Lest you be inclined to pooh-pooh this report and its contents, it’s probably worth observing that it received the “Best Paper” award in the ACM’s (Association for Computing Machinery, a leading computer-science professional organization, to which I have belonged since 1982) Proceedings of Eurosys 2011 conference publication.
Joel Hruska from ExtremeTech overviews its findings in an excellent story entitled “Microsoft Analyzes over a million PC failures, results shatter enthusiast myths.” I’ll summarize the high points here:
- The longer a CPU runs, the more likely it is to crash. Machines with less than 5 days of active use over an 8-month period (what MS calls Total Accumulated CPU Time, aka TACT) have a 1:330 chance of crashing. Machines with over 30 days of TACT over the same 8-month period have a 1:190 chance of crashing.
- Once a hardware fault appears, it is 100 times more likely to recur after that. 97% of machines tend to crash from the same cause within a month of the first such crash.
- Over-clocking (no surprise there) is likely to cause crashes, while underclocking makes them less likely. Figure 3 from the report summarizes overall overclocking findings. For underclocking CPU failures go from 1:330 for stock to 1:460 for underclocked; DRAM one-bit flip errors drop from 1:2000 (stock) to 1:3600 (UC); and disk issues drop from 1:380 to 1:560. This also confirms conventional wisdom that underclocking improves PC reliability (it definitely reduces heat output, which is probably related).
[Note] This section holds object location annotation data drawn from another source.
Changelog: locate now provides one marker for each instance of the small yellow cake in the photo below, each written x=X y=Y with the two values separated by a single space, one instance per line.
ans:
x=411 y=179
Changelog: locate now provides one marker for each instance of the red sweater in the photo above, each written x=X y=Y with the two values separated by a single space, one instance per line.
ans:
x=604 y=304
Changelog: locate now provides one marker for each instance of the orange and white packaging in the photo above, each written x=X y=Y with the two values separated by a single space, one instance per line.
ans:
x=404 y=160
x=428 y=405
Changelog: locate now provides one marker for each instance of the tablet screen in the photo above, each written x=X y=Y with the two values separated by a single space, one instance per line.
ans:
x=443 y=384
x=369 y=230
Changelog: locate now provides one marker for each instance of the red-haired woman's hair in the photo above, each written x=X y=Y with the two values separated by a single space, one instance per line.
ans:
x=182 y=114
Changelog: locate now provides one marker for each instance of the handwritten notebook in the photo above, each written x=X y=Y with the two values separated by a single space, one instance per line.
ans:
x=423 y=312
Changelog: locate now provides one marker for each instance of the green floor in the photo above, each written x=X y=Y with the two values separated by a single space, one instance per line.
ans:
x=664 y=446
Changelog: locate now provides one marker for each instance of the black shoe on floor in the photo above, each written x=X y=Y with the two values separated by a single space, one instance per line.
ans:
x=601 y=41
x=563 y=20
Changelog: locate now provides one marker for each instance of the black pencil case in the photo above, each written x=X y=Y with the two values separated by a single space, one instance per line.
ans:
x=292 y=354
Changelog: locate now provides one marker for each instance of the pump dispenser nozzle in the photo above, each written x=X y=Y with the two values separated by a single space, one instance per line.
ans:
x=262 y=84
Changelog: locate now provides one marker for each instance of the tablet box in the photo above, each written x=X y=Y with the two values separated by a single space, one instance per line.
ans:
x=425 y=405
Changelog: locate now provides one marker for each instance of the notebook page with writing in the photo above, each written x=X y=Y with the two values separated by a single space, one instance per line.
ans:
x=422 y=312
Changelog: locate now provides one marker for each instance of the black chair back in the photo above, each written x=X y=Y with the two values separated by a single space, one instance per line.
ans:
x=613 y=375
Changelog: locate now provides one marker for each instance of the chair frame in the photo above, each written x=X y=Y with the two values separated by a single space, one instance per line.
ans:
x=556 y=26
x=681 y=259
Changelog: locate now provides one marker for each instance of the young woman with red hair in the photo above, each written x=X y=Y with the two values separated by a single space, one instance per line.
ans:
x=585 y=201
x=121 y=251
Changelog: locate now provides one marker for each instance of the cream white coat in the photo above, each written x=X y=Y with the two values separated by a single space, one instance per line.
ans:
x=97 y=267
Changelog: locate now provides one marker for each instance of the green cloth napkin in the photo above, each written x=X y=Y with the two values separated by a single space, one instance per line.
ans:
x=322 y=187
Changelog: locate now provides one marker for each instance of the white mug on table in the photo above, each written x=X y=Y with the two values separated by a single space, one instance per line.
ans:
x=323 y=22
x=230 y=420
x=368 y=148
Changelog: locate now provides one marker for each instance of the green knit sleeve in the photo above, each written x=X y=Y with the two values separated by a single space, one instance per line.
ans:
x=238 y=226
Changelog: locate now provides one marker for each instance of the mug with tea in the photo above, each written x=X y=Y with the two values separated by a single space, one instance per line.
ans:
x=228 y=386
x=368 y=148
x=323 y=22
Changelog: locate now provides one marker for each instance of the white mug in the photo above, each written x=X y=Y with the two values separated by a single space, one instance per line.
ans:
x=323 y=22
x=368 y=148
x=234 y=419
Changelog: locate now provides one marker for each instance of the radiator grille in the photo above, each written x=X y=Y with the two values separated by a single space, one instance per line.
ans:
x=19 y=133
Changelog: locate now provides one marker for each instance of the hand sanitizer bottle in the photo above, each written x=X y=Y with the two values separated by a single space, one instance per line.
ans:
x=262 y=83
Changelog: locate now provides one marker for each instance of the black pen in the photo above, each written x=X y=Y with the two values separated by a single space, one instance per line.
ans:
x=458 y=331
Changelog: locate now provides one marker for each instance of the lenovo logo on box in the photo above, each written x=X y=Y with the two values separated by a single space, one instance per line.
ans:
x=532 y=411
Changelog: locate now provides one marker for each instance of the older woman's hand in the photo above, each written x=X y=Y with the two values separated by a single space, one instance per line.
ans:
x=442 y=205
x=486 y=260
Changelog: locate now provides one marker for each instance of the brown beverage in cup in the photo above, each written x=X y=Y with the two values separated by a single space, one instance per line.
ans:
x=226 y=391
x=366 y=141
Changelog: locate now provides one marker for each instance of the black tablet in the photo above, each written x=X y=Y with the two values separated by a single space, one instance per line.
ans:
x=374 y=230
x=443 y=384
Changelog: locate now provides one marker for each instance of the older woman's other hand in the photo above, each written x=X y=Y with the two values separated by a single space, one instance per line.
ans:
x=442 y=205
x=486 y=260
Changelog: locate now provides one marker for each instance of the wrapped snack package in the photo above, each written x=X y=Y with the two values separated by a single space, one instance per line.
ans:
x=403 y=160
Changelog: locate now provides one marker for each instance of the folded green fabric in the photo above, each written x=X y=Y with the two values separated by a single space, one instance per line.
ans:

- Surprisingly to some (but not to me, based on lots of hands-on experience) laptops proved to be more stable than desktops, countering the researchers’ own expectations.
- PCs from major systems vendors (such as Dell, HP, Asus, Lenovo, and so forth — defined as the “Top 20 computer OEMs” in the report) proved more reliable than those from all other vendors, with 1:120 for CPU problems (OEMs) versus 1:93 (everybody else), and 1:2700 (OEMs) for RAM one-bit flip problems versus 1:950 (everybody else).
All in all the report makes for some interesting reading and suggests that MS may be learning more from this data in the aggregate, however unresponsive their forwarding of problem solutions through the Action Center might seem. Should be interesting to keep an eye out for future such findings.